De gemiddelde temperatuur varieerde landelijk in januari tussen 2gr. overdag en -2,9gr. ’s nachts en in juli en augustus van 20gr. ’s middags tot 11,5 gr. tegen de ochtend. De landelijk variatie is daarbij erg klein. In Noord Jutland is het in de winter een fractie kouder en in Oost Jutland wordt het in de zomer een graadje warmer. Gemiddeld telt men p/j 7,2 dagen dat de temperatuur de 25 gr. overschrijdt (zomerse dagen), 84 etmalen dat het op enig moment vriest (vorstdagen) en 23 etmalen waarop het kwik onder 0 blijft (ijsdagen). De gemiddelde tijd per dag dat de zon te zien is loopt landelijk uiteen van 43 minuten in december/ januari naar 3u40 min. in mei en juni. Op Bornholm schijnt de zon in juni wat langer (rond 4 uur). Het aantal zonuren per jaar ligt rond 1485 (Midden Jutland 1395u, Bornholm 1580u; landelijk 1878u in 1947; 1287u in 1987). De doorsnee hoeveelheid neerslag ligt landelijk op 712 mm p/j. Ze varieert naar plek van rond 600 mm ten zuiden van Kopenhagen en op Bornholm naar 825 mm in Zuid Jutland en naar jaar van 464 mm in 1947 naar 905 mm in 1999. Het voorjaar is het droogst (landelijk ruim 40 mm p/m tussen februari en mei) en het najaar het natst (rond 75 mm p/m van september t/m november). Landelijk valt gemiddeld om de andere dag ergens neerslag en op 30 dagen p/j is dat sneeuw. P/m ligt het aantal neerslagdagen tussen 8 en 10 in het voorjaar en op 12 of 13 in november en december. Voor de Deense wind turbine industrie is het interessant dat het aan de westkust van Jutland en Seeland het meest waait. Hier staat 40 tot 50% van de tijd een stijve bries (windkracht 4/5) of meer. Aan de oostkant van Jutland en Seeland en op Funen komt dat veel minder vaak voor. Vooral op Thy, Skagen en de Deense Waddeneilanden is een stormvaste paraplu (zoals de Senz XL die TU Delft student Gerwin Hoogendoorn ontwierp) geen overbodig attribuut.      

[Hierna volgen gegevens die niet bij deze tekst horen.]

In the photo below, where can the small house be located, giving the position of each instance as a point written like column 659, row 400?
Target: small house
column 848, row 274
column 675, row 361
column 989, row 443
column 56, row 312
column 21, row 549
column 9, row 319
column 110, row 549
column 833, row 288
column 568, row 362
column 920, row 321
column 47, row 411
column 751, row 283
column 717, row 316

Temperatuuruitersten en klimaatverandering

De temperatuur uitersten voor DK zijn 36,4 gr. C (op 10 augustus 1975 in Rongkøbing West Jutland) en -31,2 gr. (op 8 januari 1982 in Thy Noord Jutland). Qua klimaat verandering is vanaf 1988 elk jaar warmer geweest dan normaal en m.n. na 1990 zijn de temperaturen gestegen. Zo werd 2007 met een landelijk gemiddelde van 9,5 gr. C het warmste jaar ooit, gevolgd door 2006 en 2008. Na een dal in 1987 steeg het gemiddeld aantal jaarlijkse zonuren gestaag naar 1690 in 2009. Na 1900 ging de doorsnee hoeveelheid jaarlijkse neerslag omhoog van 640 naar 760 mm en tussen 1990 en 2010 bedroeg ze 745 mm. Tussen 1975 en 1995 telde men veel zware stormen.